The deism of the Founding Fathers, however, was significantly stronger than that which can be ascribed to Flew with con­fidence. Theirs was that of a natural religion, one that was not revealed to Middle Eastern prophets but could be arrived at by reason. The laws of nature must have been designed, goes the argument, hence there must be a designer, and the concept of natural rights (which so permeates the United States constitution) is embodied in his creation.

Any belief in scriptural authenticity or an ­afterlife is not entailed, although many of these deists were close enough to religion for it to be queried today whether they were, in fact, not deists but rationalist theists. Benjamin Franklin was typical of those who took this approach. “As to Jesus of Nazareth,” he wrote to the president of Yale University in 1790, “I think the system of morals and his religion, as he left them to us, the best the world ever saw or is likely to see; but I have, with most of the present dissenters in England, some doubts as to his divinity; though it is a question I do not dogmatize upon, having never studied it, and think it needless to busy myself with it now, when I expect soon an opportunity of knowing the truth with less trouble.”

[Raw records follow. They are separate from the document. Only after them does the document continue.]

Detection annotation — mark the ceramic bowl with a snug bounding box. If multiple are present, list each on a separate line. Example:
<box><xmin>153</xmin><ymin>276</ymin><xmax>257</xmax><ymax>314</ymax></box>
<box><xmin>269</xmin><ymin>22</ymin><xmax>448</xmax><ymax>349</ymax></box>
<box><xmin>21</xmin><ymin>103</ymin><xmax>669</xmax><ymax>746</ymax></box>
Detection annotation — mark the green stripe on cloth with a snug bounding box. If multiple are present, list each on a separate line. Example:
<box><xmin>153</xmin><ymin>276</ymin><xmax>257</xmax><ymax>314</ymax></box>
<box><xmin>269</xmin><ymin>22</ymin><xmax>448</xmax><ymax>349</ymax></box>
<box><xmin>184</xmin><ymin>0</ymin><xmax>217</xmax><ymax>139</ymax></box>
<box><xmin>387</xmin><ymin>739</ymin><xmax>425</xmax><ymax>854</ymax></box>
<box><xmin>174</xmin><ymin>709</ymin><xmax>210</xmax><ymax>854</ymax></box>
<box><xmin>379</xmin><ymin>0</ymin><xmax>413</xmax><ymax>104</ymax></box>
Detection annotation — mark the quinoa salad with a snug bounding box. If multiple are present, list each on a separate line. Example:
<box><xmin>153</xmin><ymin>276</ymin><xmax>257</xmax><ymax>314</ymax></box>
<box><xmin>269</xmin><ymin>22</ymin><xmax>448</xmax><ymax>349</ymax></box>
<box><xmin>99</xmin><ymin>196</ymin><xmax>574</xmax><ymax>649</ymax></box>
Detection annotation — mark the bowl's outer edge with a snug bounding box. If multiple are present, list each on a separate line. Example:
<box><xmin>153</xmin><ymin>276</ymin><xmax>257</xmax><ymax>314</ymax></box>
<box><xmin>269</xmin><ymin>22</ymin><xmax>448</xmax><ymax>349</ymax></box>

If Franklin’s words strike a chord with many, including those who think of themselves as being Christians, perhaps that is no surprise. According to Tom Wright, the Bishop of Durham and a world-renowned New Testament scholar, most of them are in fact deists – whether they know it or not. “I think that almost all ‘ordinary English’ people – and a good many others, too – simply take a deist framework of thought for granted and when they hear the word ‘god’ that’s what they are thinking of,” he tells me. “The fact that there is a major difference between deism and the three Abrahamic religions is not just news to most; it is incomprehensible when the ‘news’ is told them.”

Wright’s analysis certainly fits with the vague professions and low-level observance that characterise the popular image, and often the reality, of English churchgoing (as opposed to the more rigid theologies and greater demands placed on followers of, say, Catholicism and Islam). And if it is correct, it is of far greater significance than the decision of one particular atheist, however famous, to join them. C S Lewis was once himself a deist, until he took a journey to Whipsnade Zoo in the sidecar of his brother’s motorbike, at the end of which he found he had become a Christian. But his later words, subsequent to his final conversion, are a stern rebuke to any Christian who fails to affirm the divinity of Christ, or thinks of him merely as a great teacher; for they have in fact lapsed into deism. “A man who was merely a man and said the sort of things Jesus said would not be a great moral teacher,” wrote Lewis. “He would either be a lunatic – on a level with the man who says he is a poached egg – or else he would be the Devil of Hell. You must make your choice.”

No in-between path can be taken to be truly Christian. In which case, the multitudes that do take just such paths, while still occasionally taking a pew, and the similar numbers of those who profess no formal religion, but maintain a hazy conviction that there must be some originator of the universe, may make up the millions of what could be thought of as Britain’s hidden religion – a deist faith that the world has forgotten.